The invocation of starting ‘with a collector hand/ to gather up from places you imagined empty/ the put-asides once left on shelves awaiting rescue’ in ‘Prelude’, becomes the drive and pulse of the books three movements. Section One, childhood bliss, peopled with family. Second Two, the click of being in the world where life is not neat or simple. Discordant notes coming into play. Section Three, where the poet finds voice through small lives contemplated and beauty observed. Collection, recollection ‘in memory everything seems to happen to music’ in Bradish’s work, just like in Tennessee Williams ‘Glass Menagerie.’ Children rhyming on the beach in ‘First Memory, Portmarnock Strand’. Again a girl aunt moving to Some Kind of Wonderful in ‘Radio Drifters’ with the poet ‘stumbling out of sequence into dance’
In ‘Sounds that are Brightest’ the lyric in all its beauty ‘Since you are gone it is your singing voice I hear…………/today I rose from plucking weeds, and standing back, sore,/heard the sounds of past-loved summers sung.’ We hear the air, scent the melody of ghosts of people who were, in Montague’s words ‘Like dolmans’ around the poet’s childhood.

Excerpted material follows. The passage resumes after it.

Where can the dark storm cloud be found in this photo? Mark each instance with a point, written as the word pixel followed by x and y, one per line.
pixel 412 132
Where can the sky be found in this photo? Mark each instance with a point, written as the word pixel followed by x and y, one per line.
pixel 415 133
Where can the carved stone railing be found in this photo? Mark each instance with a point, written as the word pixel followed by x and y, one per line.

Childhood’s idyll is interrupted in ‘Caveat’ and an intruder shakes things up in ‘Circuits’. Back to the opening lines, everything recurs. If there are circuit makers, there are circuit breakers.

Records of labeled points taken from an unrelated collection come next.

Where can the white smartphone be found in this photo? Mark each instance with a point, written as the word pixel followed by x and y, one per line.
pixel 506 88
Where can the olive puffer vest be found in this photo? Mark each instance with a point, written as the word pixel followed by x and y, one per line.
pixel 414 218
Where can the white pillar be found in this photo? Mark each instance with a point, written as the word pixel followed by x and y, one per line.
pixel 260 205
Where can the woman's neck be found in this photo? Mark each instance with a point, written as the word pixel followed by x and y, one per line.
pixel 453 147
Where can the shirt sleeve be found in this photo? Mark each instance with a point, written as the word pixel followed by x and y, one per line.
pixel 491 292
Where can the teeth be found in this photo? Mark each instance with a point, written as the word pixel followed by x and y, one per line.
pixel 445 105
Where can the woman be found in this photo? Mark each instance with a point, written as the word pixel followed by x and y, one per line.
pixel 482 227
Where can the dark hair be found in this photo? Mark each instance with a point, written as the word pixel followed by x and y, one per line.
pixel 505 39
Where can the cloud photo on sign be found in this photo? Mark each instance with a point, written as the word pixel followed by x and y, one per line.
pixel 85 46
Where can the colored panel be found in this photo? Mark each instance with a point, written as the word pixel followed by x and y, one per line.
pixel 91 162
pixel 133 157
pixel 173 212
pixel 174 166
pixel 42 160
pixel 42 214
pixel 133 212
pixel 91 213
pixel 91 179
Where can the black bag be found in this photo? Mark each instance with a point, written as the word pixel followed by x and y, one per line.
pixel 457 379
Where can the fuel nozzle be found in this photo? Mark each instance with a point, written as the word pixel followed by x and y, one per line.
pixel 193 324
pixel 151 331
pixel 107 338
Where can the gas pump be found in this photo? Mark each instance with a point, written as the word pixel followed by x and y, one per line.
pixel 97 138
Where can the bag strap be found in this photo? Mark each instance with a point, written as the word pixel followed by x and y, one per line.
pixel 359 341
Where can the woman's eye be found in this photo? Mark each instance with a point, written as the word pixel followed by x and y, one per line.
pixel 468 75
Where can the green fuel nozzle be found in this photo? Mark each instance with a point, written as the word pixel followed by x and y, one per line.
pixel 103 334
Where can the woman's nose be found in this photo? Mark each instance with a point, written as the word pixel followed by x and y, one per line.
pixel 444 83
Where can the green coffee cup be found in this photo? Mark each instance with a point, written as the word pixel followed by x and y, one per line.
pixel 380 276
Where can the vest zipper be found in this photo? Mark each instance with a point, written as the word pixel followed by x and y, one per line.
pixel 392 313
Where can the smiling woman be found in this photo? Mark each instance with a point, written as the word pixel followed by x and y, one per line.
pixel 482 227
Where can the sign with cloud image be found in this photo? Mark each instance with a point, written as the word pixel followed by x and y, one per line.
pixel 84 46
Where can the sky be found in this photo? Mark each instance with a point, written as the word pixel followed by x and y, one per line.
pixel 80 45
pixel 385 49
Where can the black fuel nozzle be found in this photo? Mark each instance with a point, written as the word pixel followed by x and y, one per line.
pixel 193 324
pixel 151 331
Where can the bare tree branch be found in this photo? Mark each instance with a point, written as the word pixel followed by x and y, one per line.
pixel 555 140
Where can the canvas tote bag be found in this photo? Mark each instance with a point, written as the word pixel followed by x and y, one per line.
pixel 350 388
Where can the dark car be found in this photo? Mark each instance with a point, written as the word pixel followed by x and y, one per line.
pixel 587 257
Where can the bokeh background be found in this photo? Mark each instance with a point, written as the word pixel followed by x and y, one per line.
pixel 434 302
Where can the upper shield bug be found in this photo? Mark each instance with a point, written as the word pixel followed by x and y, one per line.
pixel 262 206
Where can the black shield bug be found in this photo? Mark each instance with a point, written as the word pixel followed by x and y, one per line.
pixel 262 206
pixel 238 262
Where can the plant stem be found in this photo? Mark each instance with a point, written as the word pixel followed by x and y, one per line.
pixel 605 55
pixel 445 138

In ‘Trespassers’, we see Bradish’s visual and aural acuity at its best with ‘The round moon up and gaping/ we cross the widest field I ever walked’. The individual scene and Ireland collide in the lines ‘We have come from rough lands/ on to cultivated ground’. Images linger and last lines of this poem detonate mildly, as Dannie Abse once put it, into the distance. The voice of man and poet are fully realised in ‘Morning Radio’.
Location shifts to County Clare in ‘From Mullaghmore’, ‘Stranger’, and ‘Pilgrim Siftings’. ‘we took the trail /of seeded touchstones’ and ‘ We have come full circuit on the strand’
Into the third section and the world lived out in ‘Small Lives’. Loss, separation, and grief are palpable in a fine poem ‘Now Fly Me To The Moon’ the poet saying goodbye to a son at the airport. ‘A set down area for passengers with flights to catch’ A play scene is recollected, cardboard rocket, a space voyage to the moon, where we have the son loss of nerve, the mission abandoned ‘one tiny slip from courage’ Again all things recur. ‘What scared you on the moon-face that time, scares me now’ The poet heading home alone and the line ‘you left me in a space box cut adrift’.
The poet has a good understanding of form. Silence and space are important and give the poems the power to bring subject matter to us obliquely.
“Do not imagine
Because I am silent
That I am not present” A Beckett character states in ‘All That Fall’
These poems sit quietly on the page. Their quietness gives them greater insistence and a more enduring quality. Through the imagery of circuit, collector, the pilgrim on a journey, Bradish makes himself very present to us. Music abounds in this memorable work of love, joy, loss and memory where even beyond the grave the deceased do not cease to sing.
The collection concludes with ‘Night Music’ reminiscent of Denis O’Driscoll’s ‘Nocturne’. We have come full circle. Rilke’s circuit is complete and the poet has spliced his singular current into the grand scheme of things ‘some other music comes and goes’. It recurs.
Tom Conaty is a poet, a primary school principal and an arts in education consultant. His collection ‘An Exaltation of Starlings’ was published by Doghouse in 2010. ‘Field House’ his next collection is due out 2017.